Hemoglobin!

11:44 AM

Hemoglobin has become my entire life. I have a biochemistry exam approaching far more rapidly than I'd like, and it's all about protein structure and function. In the context of this class, most of the specific proteins are members of the globin family and immunoglobulins. I've taken immunology so I have a bit of a grasp on immunoglobulins, but the extent of my prior knowledge of hemoglobin is the one and a half cardiac lectures I had in physiology that mostly consisted of learning how to read an EKG.


Shirt: old shirt
Vest: thrifted
Jacket: Anne Klein
Skirt: thrifted

My roommate recently went to a clothing exchange (I stayed home and studied) and came back with a box full of clothes. A lot of the clothes she found were surprisingly high quality. The vest, jacket, and tie are all from the clothing exchange. The tie I'm wearing is actually a belt re-purposed as a tie, because I liked the pattern and it was short enough for me to tie into a tie. Even though I now have almost enough blazers to wear one every day of the work week, I'm still on the lookout for a tweed blazer because my fall aesthetic is "Professor Indiana Jones" mixed with a bit of Henry Higgins.

A discussion about hemoglobin wouldn't be complete without a discussion of hemoglobinopathies, which leads me to my discussion point today. A hemoglobinopathy is a genetic condition that results in abnormal structure of the protein hemoglobin. One of the most important hemoglobinopathies for public health is sickle cell disease. A single nucleotide change in a gene coding for part of hemoglobin results in one amino acid (glutamic acid) being substituted by another (valine). Red blood cells become less elastic and form a sickle shape, which can block blood flow and cause tissue death.

Sickling of the red blood cells occurs in those who have both copies of the sickle cell trait. Those who only carry one copy do not have the severe symptoms those with both copies have (unless in a low oxygen environment, like exercising a lot or being on top of a mountain) but do have resistance to malaria. The malaria resistance conferred by being heterozygous for the sickle cell trait is advantageous enough to allow for maintenance of the mutation in the population. This is why people from areas where malaria is endemic are more likely to have sickle cell disease. 

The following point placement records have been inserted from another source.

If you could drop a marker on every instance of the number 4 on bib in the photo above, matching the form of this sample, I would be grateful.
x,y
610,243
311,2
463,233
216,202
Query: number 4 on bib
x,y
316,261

I find this interesting mostly because of the maintenance of a potentially fatal mutation in a population. If there is enough of an advantage conferred by a mutation, even if it may be fatal in some cases, then that mutation may never be bred out of the population. So, unless and until malaria is eradicated, I think it is unlikely that sickle cell disease will be eradicated. This is one example of the co-evolution of host and pathogen that I find incredibly interesting, and one day when I'm not consumed by midterms and projects, I'd like to look into more examples of similar occurrences. 

FACT OF THE DAY!

Yoshinori Ohsumi won the 2016 Nobel Prize in Physiology or Medicine. Dr. Ohsumi won the Nobel for his research on the underlying mechanisms of autophagy, a process for cellular component recycling and degradation. He identified the genes necessary for autophagy.